Poco a poco conoció todo el país, Úbeda, y de cada lugar, Peñíscola, traía un recuerdo que ponía en su estantería, delante de los libros que también aumentaban en número.
Hasta que decidió salir al extranjero, era toda una aventura. Ponía el dedo sobre el mapa, en el lugar de la salida, marcaba con lápiz fluorescente la carretera que iba a recorrer y subrayaba el pueblo, el lugar en el que pensaba detenerse. Cogía entonces la enciclopedia, buscaba el nombre del lugar y leía con atención cuanto el libro decía y se lo aprendía de memoria las más de las veces. Se entretenía mucho tiempo contemplando su paisaje, vagaba por sus calles, visitaba sus museos y monumentos. En la historia del arte localizaba los cuadros de pintores famosos y gozaba mirando las figuras varadas, tantos años de la misma postura, sin salir jamás más allá del museo, de la iglesia, del palacio, donde estaba colgada la pintura. Así aprendió a conocerlo todo, a recorrer el mundo, y nunca se le acababan los viajes porque siempre quedaba un pequeño rincón en el que perderse y descansar una temporada siendo feliz con la novedad de un paisaje, con la charla del niño con el que se encontraba y había llegado allí, como él, de viaje con su padre que era un turista empedernido.
Estaba ya el sol casi en la mitad del cielo y sus rayos entraban por el balcón y descansaban en la jarapa roja como juguete olvidado. Los libros aparecían desordenados, habían caído hasta aquí y llegar a los últimos le suponía un esfuerzo. Desde la torre de la iglesia llegaron, cansinas, unas campanadas. Levantó la cabeza y, sobre los hierros del balcón, encontró dos pájaros posados. Oscuros, huecos, venían los ladridos de un lerdo perro. Un barco de vela atravesaba el horizonte. Nunca había viajado por el mar y tampoco sabía cómo hacerlo, (cuántas cosas le quedaban por hacer en la vida!

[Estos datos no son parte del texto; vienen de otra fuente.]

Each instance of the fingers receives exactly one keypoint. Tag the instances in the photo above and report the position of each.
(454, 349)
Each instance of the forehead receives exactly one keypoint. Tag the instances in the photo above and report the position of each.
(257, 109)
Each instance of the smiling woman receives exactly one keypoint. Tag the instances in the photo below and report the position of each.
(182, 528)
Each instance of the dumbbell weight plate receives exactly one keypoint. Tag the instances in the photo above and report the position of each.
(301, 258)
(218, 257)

Pasó un tiempo remiso y después otro. Le hubiera gustado llegar hasta la estantería y quitar el polvo posado en sus recuerdos. Un leve movimiento le hizo vacilar y caer de lado sobre un montón de libros. Entonces, chilló. Fue un grito noble pero angustiado, triste, casi apagado. Al instante entró la mujer que tenía calor en su regazo y lo socorrió. Primero lo recogió del suelo, después lo tomó en sus brazos y lo colocó amorosamente sobre su silla de ruedas.

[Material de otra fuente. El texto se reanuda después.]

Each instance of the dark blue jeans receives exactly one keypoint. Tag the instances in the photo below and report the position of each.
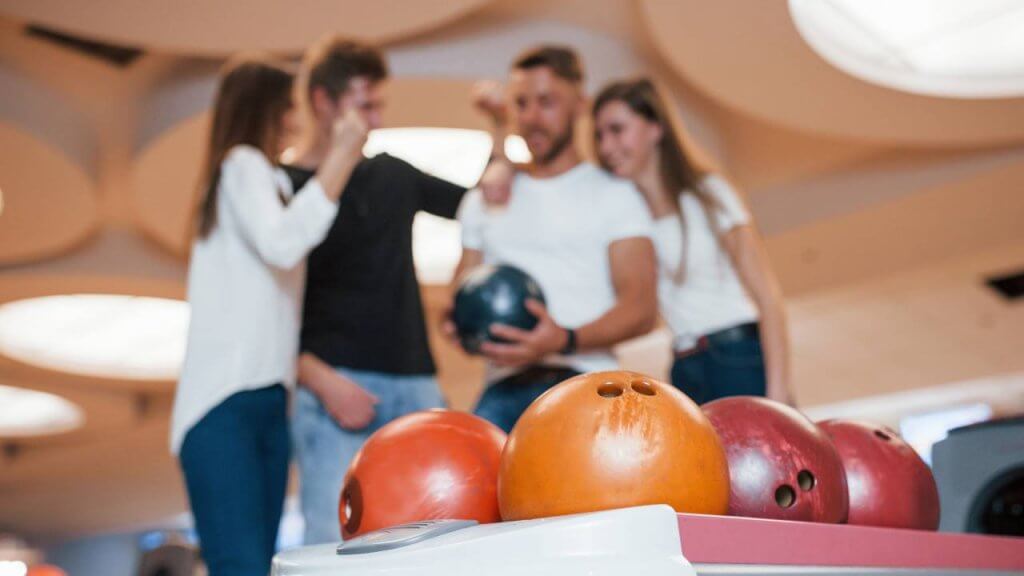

Diestramente, el niño la condujo hasta la estantería. Pensó, airado, dar patadas a los libros, a los recuerdos y tirarlo todo contra el suelo, pero... (cómo! Apretó los dientes y se llegó hasta el balcón. Allí quedó mirando su mar de cada día, su mundo eterno, hasta que su afán viajero, hasta que sus ojos recobraron el azul pacífico y esperó casi sonriente a que pasase su barco para entrar en él y darse una vuelta por la cala, alguna vez tenía que ser la primera.